You want to genuinely clap and comment on her latest announcement, but the keyboard is burning the tips of your fingers in a moment of joy stealing comparison syndrome.

In those moments you may find yourself thinking of a million (unfruitful) ways to up your game, work harder to catch up or have something to show the world that you're worthy too. But that's precisely what will avail - unfruitfulness. Because in that moment of jealousy and not having the ability to celebrate those around you who are in their season of consecutive wins - you're storing up for yourself bitter lemons and a look from God that says 'behave yourself'.

So how does one combat and overcome comparison in order to celebrate?

Firstly, realising who we are and whose we are will help us to understand and identify with the fact that each of us is created unique. And in that same line, realising that we are all in different seasons of that said uniqueness. A moment of promotion for one is a season of preparation for another.

Secondly, having a heart of gratitude and contentment for our portion helps us to be filled with joy irrespective of other peoples achievements. This doesn't mean we cannot strive to want more for ourselves BUT it doesn't subtract from our joy and cause bouts of jealousy to arise if what we desire has fallen on someone else's lap.

Thirdly, knowing and I mean really knowing that you are not in competition with her, him or them. Even if you're operating in the same industry or line of ministry, adopting the idea of competition only hurts yourself.

Fourthly, choose to celebrate those who are celebrating. I believe if we learn to clap and cheer for those who have achieved in one way or another it helps us to keep hope that the same can happen for us. Not only will that cultivate a culture of celebration it also cuts out the cancerous nature of competition. You can thrive in your current season and best prepare for the celebratory seasons ahead.

How can we adopt this culture of celebrating in other areas of life?

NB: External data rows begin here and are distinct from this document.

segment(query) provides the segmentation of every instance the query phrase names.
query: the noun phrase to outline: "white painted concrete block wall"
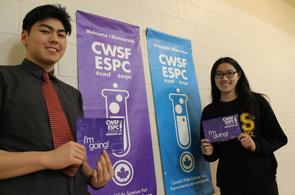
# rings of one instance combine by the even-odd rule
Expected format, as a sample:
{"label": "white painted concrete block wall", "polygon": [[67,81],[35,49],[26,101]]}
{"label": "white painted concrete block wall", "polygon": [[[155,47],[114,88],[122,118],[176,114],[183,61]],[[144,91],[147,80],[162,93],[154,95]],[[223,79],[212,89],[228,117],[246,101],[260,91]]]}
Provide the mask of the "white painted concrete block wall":
{"label": "white painted concrete block wall", "polygon": [[[203,108],[209,103],[209,76],[213,63],[221,57],[232,57],[240,63],[252,89],[269,97],[273,109],[288,137],[288,144],[275,153],[279,164],[277,181],[281,195],[294,195],[295,36],[265,22],[276,20],[267,16],[267,11],[276,13],[278,9],[274,5],[282,5],[282,2],[281,0],[0,0],[0,65],[17,64],[25,57],[25,47],[20,41],[22,20],[27,12],[38,5],[60,3],[67,7],[73,17],[73,32],[68,38],[64,57],[56,65],[56,72],[59,79],[76,88],[77,9],[139,26],[157,194],[162,195],[165,194],[163,173],[146,28],[191,40]],[[290,16],[294,8],[283,7],[286,14],[283,16],[282,12],[281,15],[286,20],[281,22],[294,28],[295,25],[292,22],[294,18]],[[261,20],[262,18],[265,20]],[[216,162],[211,164],[214,184],[216,167]],[[219,189],[215,187],[216,194],[219,194]]]}

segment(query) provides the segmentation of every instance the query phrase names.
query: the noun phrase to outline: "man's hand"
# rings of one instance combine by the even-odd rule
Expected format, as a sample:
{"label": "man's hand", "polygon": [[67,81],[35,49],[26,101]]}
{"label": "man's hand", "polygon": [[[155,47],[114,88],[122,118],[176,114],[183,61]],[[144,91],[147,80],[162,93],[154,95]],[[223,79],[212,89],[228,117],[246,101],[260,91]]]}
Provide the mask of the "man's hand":
{"label": "man's hand", "polygon": [[252,152],[255,151],[256,149],[255,143],[250,137],[244,134],[240,134],[237,137],[237,140],[241,142],[241,144],[245,148],[249,149]]}
{"label": "man's hand", "polygon": [[94,188],[103,186],[114,177],[114,169],[109,154],[105,150],[99,155],[100,161],[96,162],[97,168],[92,173],[89,182]]}
{"label": "man's hand", "polygon": [[201,140],[202,152],[206,155],[210,156],[213,153],[213,146],[210,143],[206,143],[209,139],[203,139]]}
{"label": "man's hand", "polygon": [[47,168],[61,169],[71,165],[80,166],[87,161],[85,147],[74,141],[69,141],[54,150],[48,152]]}

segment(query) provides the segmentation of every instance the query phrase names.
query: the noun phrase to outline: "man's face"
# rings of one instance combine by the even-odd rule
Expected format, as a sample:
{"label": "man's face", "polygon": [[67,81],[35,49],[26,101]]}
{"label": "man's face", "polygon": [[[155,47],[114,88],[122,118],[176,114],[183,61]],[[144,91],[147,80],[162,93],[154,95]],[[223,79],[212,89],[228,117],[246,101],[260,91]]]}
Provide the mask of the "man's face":
{"label": "man's face", "polygon": [[22,43],[27,48],[27,58],[51,71],[64,54],[66,33],[60,21],[48,18],[35,23],[30,34],[23,30]]}

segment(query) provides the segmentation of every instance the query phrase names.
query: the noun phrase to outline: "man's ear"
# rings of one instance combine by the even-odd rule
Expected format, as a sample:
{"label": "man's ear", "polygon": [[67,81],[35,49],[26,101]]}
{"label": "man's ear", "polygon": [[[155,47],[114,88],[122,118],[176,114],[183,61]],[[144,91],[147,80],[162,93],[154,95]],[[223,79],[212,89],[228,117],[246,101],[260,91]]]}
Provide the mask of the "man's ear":
{"label": "man's ear", "polygon": [[23,30],[21,35],[21,41],[24,45],[28,45],[28,32],[27,30]]}

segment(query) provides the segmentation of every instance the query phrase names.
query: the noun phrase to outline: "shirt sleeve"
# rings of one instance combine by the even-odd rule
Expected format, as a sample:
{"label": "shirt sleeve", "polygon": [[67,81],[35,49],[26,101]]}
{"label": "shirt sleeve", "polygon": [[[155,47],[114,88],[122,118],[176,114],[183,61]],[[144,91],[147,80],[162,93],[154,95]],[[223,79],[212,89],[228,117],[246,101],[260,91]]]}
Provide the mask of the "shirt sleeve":
{"label": "shirt sleeve", "polygon": [[282,129],[269,103],[264,97],[260,97],[261,136],[254,141],[256,154],[266,155],[271,154],[286,145],[287,136]]}

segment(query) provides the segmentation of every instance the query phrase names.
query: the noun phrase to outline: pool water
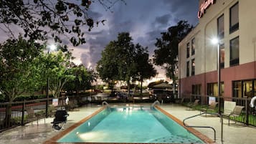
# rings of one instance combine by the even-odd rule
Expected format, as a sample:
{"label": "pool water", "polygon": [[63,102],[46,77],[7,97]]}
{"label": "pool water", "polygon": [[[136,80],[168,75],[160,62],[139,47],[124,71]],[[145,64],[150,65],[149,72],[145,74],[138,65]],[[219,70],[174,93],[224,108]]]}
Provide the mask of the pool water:
{"label": "pool water", "polygon": [[156,109],[108,107],[58,143],[204,143]]}

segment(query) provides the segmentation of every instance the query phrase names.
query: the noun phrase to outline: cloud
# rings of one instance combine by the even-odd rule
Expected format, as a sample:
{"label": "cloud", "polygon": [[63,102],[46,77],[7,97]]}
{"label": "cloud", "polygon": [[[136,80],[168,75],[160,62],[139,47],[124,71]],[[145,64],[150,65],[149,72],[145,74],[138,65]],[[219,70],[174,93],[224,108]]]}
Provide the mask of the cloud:
{"label": "cloud", "polygon": [[164,14],[161,16],[158,16],[156,18],[156,22],[161,24],[161,25],[166,25],[169,19],[171,18],[171,14]]}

Acknowledge and celebrate your children with their achievements. Whether that's learning to walk, tying a shoelace for the first time or getting good results on a test. Cheer them on, children tend to thrive and repeat good behaviour when it's been highlighted with words of affirmation and encouragement.


Avoid at all costs comparing your relationship and spouse to carefully curated social media highlights. Instead, focus on the positives in your union over the negatives and this will lead your significant other to feel appreciated, loved and valued.